Há bem pouco tempo, as notícias deram conta de que uma equipa de cientistas tinha desvendado a origem do cheiro dos livros. Fundamentaram, então, aquilo que já toda a gente tinha mais ou menos inferido, isto é, que o cheiro resultava da exposição do papel e das tintas ao tempo, ao sol, à humidade, tudo contribuindo para a degradação dos seus materiais, muitas vezes com uma preciosa ajuda de substâncias ácidas utilizadas no tratamento do papel ou na composição das tintas. Do nada, nada se faz.

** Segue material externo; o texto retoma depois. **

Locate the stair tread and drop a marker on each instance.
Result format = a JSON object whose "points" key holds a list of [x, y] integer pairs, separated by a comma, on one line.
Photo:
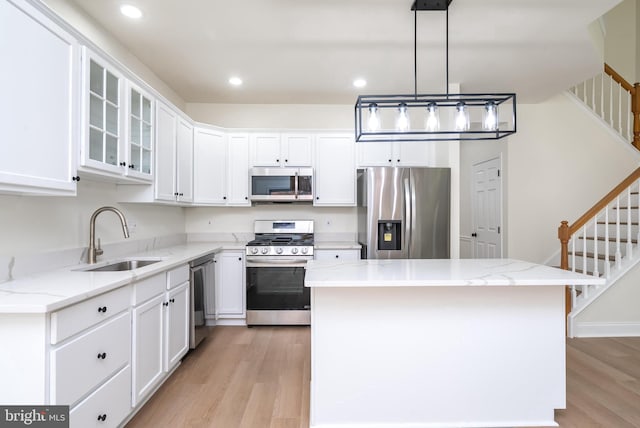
{"points": [[590, 255], [602, 238]]}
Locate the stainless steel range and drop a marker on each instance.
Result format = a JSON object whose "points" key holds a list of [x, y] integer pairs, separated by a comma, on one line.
{"points": [[275, 262]]}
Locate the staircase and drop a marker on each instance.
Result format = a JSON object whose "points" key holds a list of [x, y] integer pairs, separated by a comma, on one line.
{"points": [[604, 241]]}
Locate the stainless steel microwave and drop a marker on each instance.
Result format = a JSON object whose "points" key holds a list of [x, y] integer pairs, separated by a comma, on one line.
{"points": [[281, 184]]}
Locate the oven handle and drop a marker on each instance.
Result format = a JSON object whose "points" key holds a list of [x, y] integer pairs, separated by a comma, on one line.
{"points": [[276, 263]]}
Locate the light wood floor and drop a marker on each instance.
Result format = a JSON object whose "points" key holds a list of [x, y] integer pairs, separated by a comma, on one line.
{"points": [[259, 378]]}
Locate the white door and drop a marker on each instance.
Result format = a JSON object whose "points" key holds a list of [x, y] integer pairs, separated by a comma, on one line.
{"points": [[487, 209]]}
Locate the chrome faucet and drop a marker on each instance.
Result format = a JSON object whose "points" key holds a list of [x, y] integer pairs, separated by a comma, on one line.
{"points": [[93, 251]]}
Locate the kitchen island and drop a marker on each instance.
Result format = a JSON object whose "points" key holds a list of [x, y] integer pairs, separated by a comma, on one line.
{"points": [[437, 343]]}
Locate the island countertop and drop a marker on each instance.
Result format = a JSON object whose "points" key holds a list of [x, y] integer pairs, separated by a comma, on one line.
{"points": [[439, 272]]}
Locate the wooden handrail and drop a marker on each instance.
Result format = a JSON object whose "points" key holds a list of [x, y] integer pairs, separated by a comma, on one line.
{"points": [[634, 91], [621, 80]]}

Em nome da verdade há que dizer, porém, que o estudo deixa uma importante nota: os livros facilmente absorvem cheiros fortes a que possam estar expostos durante longos períodos: o tabaco, por exemplo, ou o café.

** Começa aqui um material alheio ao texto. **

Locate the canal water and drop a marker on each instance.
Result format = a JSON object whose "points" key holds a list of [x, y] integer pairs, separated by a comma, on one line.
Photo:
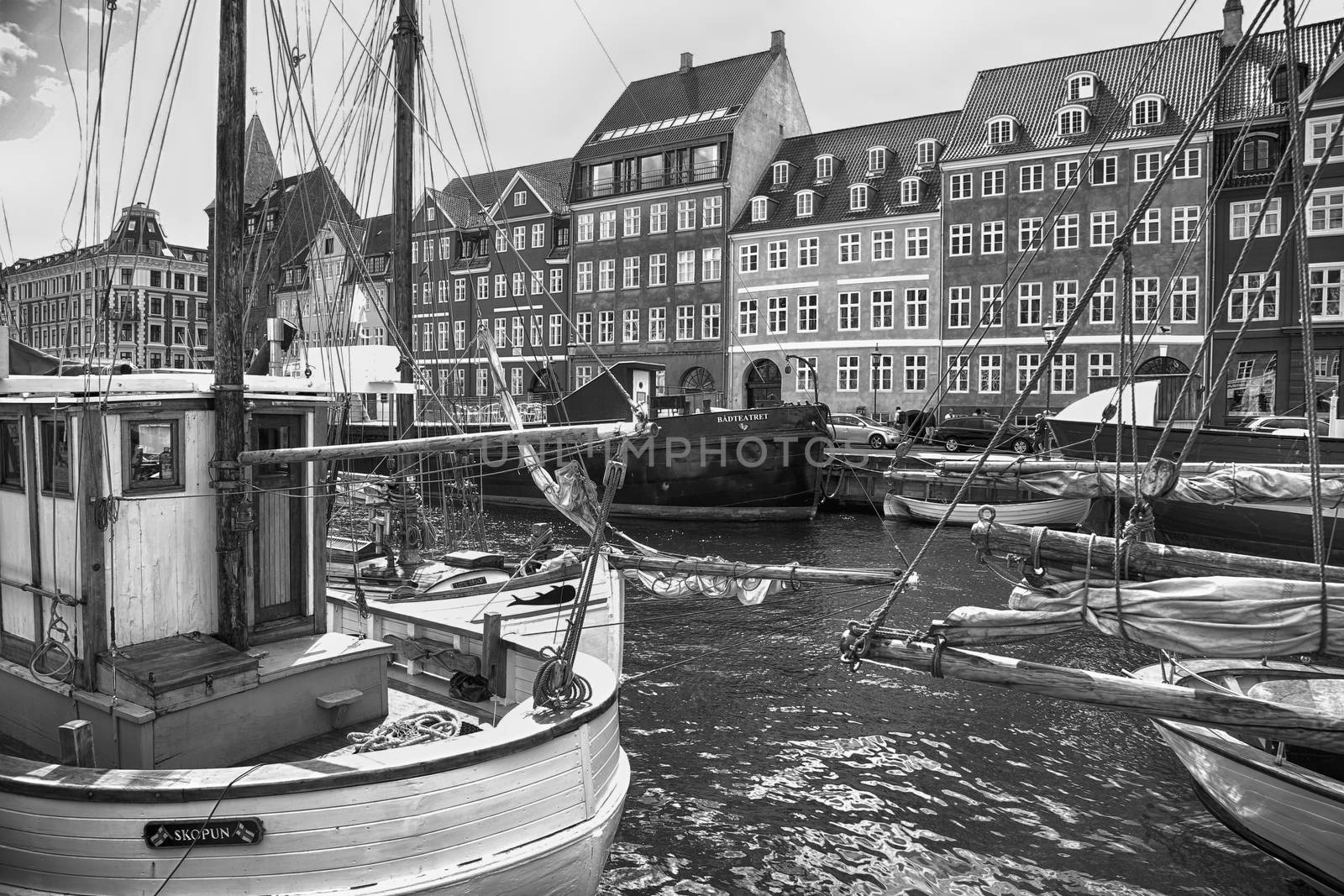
{"points": [[761, 765]]}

Parece-me, por tudo isso, abusivo falar de um «o cheiro» dos livros. Falar no cheiro dos livros é como falar no cheiro das pessoas ou no cheiro das casas; não há um, mas muitos. Os livros cheiram às pessoas que os lêem, às casas onde são guardados e aos que nelas vivem ou ao que nelas se passa.
Há algumas semanas comprei na Feira da Ladra o primeiro volume de Illusions Perdues, de Balzac, numa edição francesa dos anos 30. Não notei logo quando o comprei, mas ao fim de umas horas na mochila, e agora ainda na estante, o livro liberta um odor quase violento a antigo perfume de mulher, certamente a senhora a quem pertence a assinatura desenhada e ilegível a esferográfica verde numa das primeiras páginas. Pego no livro e de imediato me vem à mente o cheiro que se espera sentir num boudoir antigo, desses que já só há nos filmes, cheio de cortinas grossas e carpetes e sedas e veludos e lençóis e tudo.